Mücadele, futbol kalitesi, gerginlik. Hepsi üst düzeydeydi. Trabzonspor önemli ve saygın. Ama benim konum rakip değil. Hayata ‘Siyah Beyaz’ gözlükle bakan biri olarak meselem Beşiktaş. Skor berabere ama maçı Beşiktaş kazandı.
Modern, akıllı vs ama İnönü değil bu stat. Yuvamız tabii o ayrı ama ‘Beşiktaş tribünü’ gerçeği büyük oranda değişti yeni ‘mabet’le birlikte. Dün akşam ‘İnönü ruhu’ vardı Dolmabahçe’de. Ve bu enerji takıma da yansıdı.

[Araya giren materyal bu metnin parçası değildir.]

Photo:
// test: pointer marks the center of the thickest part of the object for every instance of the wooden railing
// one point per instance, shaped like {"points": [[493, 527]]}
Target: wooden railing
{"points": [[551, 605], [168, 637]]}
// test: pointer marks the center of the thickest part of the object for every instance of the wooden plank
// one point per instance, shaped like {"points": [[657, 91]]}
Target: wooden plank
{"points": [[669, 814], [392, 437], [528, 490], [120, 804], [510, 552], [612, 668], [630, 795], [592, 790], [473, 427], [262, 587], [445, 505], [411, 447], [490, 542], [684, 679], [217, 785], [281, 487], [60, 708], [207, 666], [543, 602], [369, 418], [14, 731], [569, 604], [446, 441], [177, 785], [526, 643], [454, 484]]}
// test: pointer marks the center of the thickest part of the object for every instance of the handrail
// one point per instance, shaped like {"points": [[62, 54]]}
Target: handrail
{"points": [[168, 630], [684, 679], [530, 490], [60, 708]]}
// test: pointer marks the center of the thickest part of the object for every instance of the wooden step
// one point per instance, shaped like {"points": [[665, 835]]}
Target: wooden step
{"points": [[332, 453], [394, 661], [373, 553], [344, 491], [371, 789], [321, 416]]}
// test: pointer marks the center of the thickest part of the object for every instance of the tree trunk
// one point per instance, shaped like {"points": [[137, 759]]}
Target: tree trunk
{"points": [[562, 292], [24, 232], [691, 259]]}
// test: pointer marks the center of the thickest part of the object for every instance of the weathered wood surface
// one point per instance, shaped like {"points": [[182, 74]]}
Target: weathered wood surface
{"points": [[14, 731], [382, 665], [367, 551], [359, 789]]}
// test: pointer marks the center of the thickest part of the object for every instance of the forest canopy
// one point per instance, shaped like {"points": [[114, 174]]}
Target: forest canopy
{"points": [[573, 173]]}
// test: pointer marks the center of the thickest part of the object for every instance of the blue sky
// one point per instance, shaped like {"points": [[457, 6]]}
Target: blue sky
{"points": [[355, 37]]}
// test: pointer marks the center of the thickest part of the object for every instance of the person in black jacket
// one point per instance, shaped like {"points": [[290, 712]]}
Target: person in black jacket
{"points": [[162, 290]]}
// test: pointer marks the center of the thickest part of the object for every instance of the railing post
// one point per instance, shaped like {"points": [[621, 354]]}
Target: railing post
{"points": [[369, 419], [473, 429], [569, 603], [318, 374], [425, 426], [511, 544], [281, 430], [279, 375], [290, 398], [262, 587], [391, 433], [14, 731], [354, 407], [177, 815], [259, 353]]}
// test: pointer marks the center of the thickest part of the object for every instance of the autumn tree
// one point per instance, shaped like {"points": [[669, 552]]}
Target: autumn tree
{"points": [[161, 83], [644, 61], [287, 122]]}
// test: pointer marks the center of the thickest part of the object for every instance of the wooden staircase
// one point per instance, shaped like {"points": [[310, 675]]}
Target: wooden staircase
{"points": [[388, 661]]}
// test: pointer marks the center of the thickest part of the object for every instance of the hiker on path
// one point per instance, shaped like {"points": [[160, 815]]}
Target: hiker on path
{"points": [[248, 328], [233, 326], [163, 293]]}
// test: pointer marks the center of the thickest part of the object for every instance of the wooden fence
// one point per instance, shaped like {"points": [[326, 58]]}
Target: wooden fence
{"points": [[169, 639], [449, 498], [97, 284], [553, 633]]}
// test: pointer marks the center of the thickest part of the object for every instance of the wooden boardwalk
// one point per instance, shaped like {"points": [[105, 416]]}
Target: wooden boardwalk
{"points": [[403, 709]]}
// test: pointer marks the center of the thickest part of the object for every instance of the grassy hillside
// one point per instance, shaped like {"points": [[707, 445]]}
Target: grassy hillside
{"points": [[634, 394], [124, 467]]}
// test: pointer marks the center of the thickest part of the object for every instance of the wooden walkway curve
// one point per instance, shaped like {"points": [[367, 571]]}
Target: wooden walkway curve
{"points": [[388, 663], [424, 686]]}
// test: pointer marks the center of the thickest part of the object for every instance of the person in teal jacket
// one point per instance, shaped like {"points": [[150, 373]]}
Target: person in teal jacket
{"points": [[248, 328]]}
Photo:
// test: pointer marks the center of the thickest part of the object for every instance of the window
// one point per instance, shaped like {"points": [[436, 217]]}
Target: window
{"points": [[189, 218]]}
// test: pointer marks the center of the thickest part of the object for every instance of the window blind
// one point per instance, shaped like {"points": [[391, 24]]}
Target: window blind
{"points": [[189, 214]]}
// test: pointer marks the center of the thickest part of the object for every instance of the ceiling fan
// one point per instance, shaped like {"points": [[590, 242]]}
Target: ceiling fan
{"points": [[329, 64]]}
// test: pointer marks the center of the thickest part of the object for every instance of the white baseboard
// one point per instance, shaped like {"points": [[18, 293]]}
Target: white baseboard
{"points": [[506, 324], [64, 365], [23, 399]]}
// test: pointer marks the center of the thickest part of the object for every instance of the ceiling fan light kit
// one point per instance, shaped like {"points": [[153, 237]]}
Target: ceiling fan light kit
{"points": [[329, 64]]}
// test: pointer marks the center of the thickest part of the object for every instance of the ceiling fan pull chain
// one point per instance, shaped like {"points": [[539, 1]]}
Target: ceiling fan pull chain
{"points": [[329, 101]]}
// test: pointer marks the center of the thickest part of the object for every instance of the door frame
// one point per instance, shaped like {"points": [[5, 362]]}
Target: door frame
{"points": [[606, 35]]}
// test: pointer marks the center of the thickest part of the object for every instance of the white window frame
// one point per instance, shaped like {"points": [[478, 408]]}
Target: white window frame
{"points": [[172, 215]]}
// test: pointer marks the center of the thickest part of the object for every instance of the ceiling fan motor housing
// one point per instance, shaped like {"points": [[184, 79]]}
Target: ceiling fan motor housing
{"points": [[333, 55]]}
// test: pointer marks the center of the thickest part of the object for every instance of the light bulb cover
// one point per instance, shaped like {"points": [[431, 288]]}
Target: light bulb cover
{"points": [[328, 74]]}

Quaresma varken “Her duran topu kullanıyor” diye eleştirilirdi ya. Şimdi de Caner Erkin aynı vaziyette. Quaresma en azından orta yapmayı biliyordu. Caner Erkin’in asist sayısı kimseyi yanıltmasın. Her topu kullanan kim olsa bunca haftadır 7-8’i adresini bulur.

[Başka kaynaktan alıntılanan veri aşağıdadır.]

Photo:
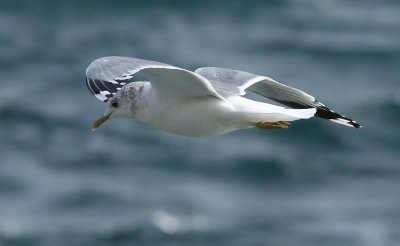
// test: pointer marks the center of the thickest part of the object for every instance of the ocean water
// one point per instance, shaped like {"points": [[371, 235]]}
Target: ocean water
{"points": [[317, 183]]}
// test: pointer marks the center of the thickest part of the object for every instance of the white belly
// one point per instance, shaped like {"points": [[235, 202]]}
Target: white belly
{"points": [[197, 117]]}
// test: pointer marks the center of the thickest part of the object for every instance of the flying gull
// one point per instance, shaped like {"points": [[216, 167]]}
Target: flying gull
{"points": [[206, 102]]}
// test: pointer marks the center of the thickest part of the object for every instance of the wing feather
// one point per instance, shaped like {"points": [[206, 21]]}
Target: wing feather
{"points": [[229, 83], [107, 75]]}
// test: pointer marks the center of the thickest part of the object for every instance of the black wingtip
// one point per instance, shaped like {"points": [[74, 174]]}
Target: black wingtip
{"points": [[326, 113]]}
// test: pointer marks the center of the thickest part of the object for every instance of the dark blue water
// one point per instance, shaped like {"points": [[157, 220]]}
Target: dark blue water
{"points": [[317, 183]]}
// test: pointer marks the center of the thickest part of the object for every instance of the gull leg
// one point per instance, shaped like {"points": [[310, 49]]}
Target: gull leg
{"points": [[272, 125]]}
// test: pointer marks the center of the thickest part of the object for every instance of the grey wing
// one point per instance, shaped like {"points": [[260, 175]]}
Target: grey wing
{"points": [[228, 82], [107, 75]]}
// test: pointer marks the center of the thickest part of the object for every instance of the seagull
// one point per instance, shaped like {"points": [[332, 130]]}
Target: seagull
{"points": [[206, 102]]}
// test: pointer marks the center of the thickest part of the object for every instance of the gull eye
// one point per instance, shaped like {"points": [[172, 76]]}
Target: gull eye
{"points": [[114, 104]]}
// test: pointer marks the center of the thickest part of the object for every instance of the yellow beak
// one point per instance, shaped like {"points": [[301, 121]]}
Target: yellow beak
{"points": [[100, 121]]}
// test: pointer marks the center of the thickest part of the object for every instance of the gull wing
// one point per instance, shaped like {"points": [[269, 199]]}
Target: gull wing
{"points": [[229, 83], [107, 75]]}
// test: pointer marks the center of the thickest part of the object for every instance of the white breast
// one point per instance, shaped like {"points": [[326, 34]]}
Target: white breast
{"points": [[201, 116]]}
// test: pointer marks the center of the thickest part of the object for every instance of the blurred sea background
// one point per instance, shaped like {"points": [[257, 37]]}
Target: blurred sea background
{"points": [[317, 183]]}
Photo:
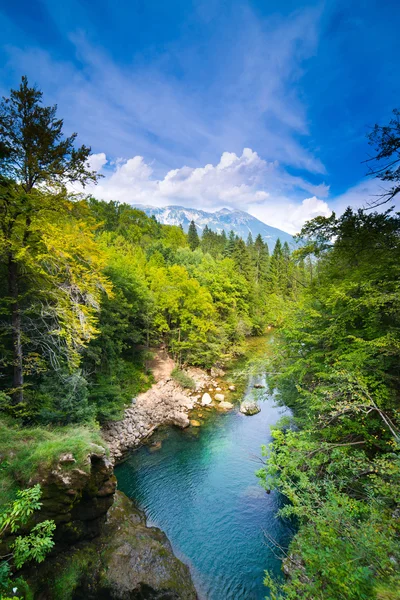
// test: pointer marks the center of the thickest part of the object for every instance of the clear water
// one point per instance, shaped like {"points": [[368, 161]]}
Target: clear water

Abdullah Avcı dönemiyle kıyas kabul etmeyecek bir Beşiktaş var artık. Bir Boateng takviyesiyle olacak iş değil bu. Fark, Sergen Yalçın’la oluşan hava farkı. Yalçın henüz üst seviye bir teknik adam olduğundan değil, hava’dan bahsediyorum. Nitekim dün akşam öne geçtikten sonraki oyuncu değişiklik tercihleri yanlıştı Sergen Hoca’nın.
Futbolda oynamadan kazanmak yok. Yılda bir olur o. Daha fazlası insanın içine de sinmez zaten. Ya da işte dünkü Trabzonspor gibi oynamadan en fazla bir puan kazanılabilir. Hayatım boyunca hep “İyi oynayan kazansın, Beşiktaş iyi oynasın” diyenlerden oldum. Dün de öyle oldu. Tabelada beraberlik vardı ama sahada kazanan Beşiktaş’tı. Kaleci farkına rağmen!
Son olarak
Hakemler maçın önüne geçmedi. Bir tek; Beşiktaş’ın yediği ilk gol pozisyonun başlangıcında faul olması gerekçesiyle VAR kararıyla iptal edilmesi gerekirdi.